Elle n’avait pas voulu se priver du plaisir du déculottage, c’était un de ses moments préférés, lentement la petite culotte glissa sur les rondeurs généreuses de Stéphanie, une légère chair de poule recouvrait la peau nacrée, les fesses étaient serrées l’une contre l’autre. Ingrid se régalait toujours de cet instant unique où elle déculottait une dame qui en avait passé l’âge, même quand c’était une paire de fesses qu’elle connaissait parfaitement l’émerveillement était toujours présent.

Le joufflu d’une cinquantenaire encadré par la jupe retroussée et la culotte baissée à mi-cuisse s’étalait devant ses yeux, elle regarda Marion qui déculottait Claudine, c’était émouvant de voir sa mère traitée comme une gamine, elle ne s’en lassait pas.

Les deux croupes étaient prêtes, la double fessée se mit à crépiter dans la pièce, le bruit des claques sur la peau nue et les cris et supplications des punies c’était habituel pour Ingrid mais nouveau pour sa cousine.

La première à pleurer fut Stéphanie, elle n’était pas habituée aux sévères fessées, celle reçue hier dans le bois n’était qu’un apéritif par rapport à celle que lui administrait Ingrid cet après-midi. Marion fut un peu vexée, elle augmenta la force et la vitesse des claques et visa le pli fessier, la réaction de la mère d’Ingrid fut immédiate, elle hurla et bientôt les pleurs suivirent.

Si quelqu’un était entré à cet instant précis, il aurait été quelque peu surpris par le spectacle de ces dames d’âge mûr étalées en travers des cuisses de jeunes femmes, leur large derrière cramoisi et en levant les yeux, il aurait pu apercevoir une autre dame exposant un fessier de la même couleur.

Les deux punies furent relevées et conduites au coin, Ingrid fit des photos qu’elle envoya à Michèle et Rosa. Puis sans se soucier de la présence de leurs mères et de Stéphanie, les deux cousines se livrèrent à des activités que la morale réprouve comme on dit.

Ingrid tenait absolument à ce que Stéphanie garde un souvenir cuisant de sa première expérience de soumission, elle expliqua à Marion le principe d’une fessée tandem.

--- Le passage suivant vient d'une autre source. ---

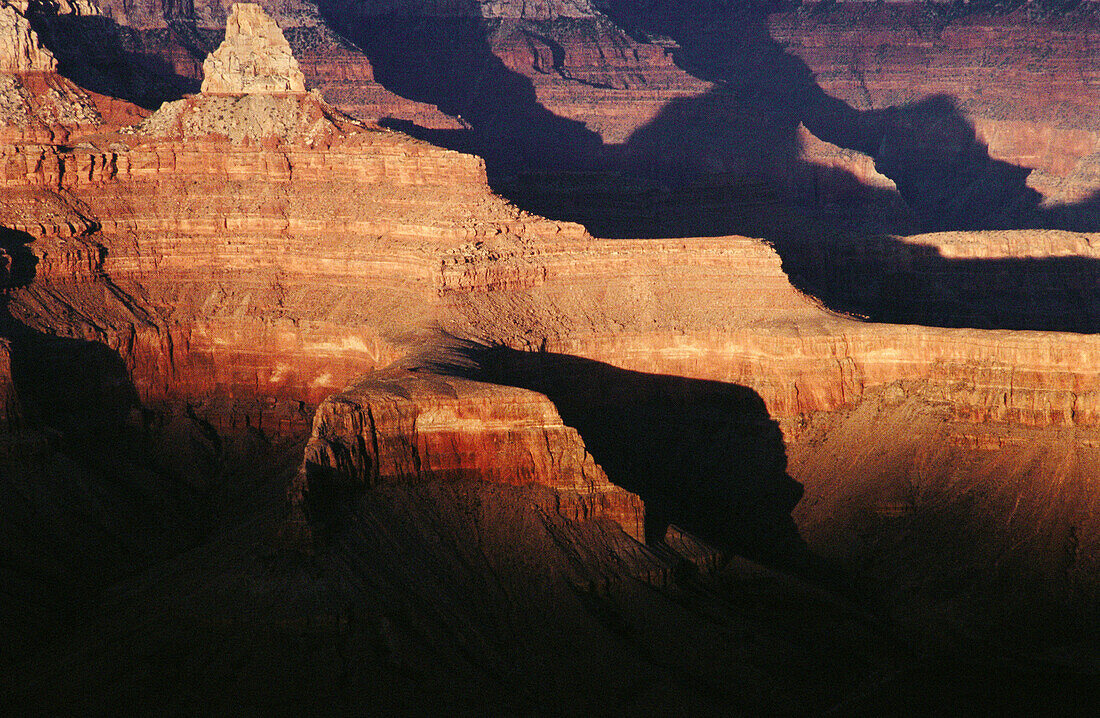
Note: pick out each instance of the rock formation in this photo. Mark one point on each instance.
(506, 438)
(20, 48)
(254, 57)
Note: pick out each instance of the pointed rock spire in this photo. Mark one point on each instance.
(254, 58)
(20, 48)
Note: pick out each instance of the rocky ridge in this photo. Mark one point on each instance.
(20, 48)
(209, 258)
(254, 57)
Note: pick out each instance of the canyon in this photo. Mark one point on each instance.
(549, 356)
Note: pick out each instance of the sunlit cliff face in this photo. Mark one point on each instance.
(686, 340)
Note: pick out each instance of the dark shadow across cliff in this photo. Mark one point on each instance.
(729, 162)
(117, 61)
(703, 455)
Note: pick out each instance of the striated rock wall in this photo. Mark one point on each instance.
(399, 426)
(254, 57)
(20, 48)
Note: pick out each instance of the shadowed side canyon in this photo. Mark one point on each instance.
(304, 417)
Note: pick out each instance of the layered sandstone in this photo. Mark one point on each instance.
(20, 48)
(411, 427)
(216, 251)
(254, 57)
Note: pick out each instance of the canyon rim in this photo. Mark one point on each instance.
(560, 356)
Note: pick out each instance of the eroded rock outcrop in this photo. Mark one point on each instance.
(20, 48)
(254, 57)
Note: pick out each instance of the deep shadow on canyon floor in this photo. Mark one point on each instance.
(725, 162)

Elles s’installèrent donc face à face, les genoux se touchant, les quatre cuisses formant une plate-forme où Stéphanie se coucha, ses fesses étaient encore rouges, mais c’était un détail pour la perverse bibliothécaire. Ses différentes soumises ne recevaient jamais une seule et unique fessée, pour apaiser sa libido, il lui fallait des derrières cramoisis et des punies en pleurs sur ses genoux. Elle se déchaussa et tendit une de ses sandales à semelle de cuir à sa cousine ;

Avec ça les fesses de notre petite Stéphanie vont danser, tu t’occupes de la droite, moi je prends la gauche.

Et ce fut le cas, Marion avait bien compris le principe, les claques se succédaient sans interruption sur le magnifique derrière de Stéphanie, ses jambes battaient l’air, elle hurlait et pleurait en même temps, ses fesses s’ouvraient largement. Marion appréciait le spectacle, elle se promit de reconvoquer Stéphanie un jour qu’Ingrid ne serait pas là pour la fesser bien sûr, mais également déguster tous ses trésors.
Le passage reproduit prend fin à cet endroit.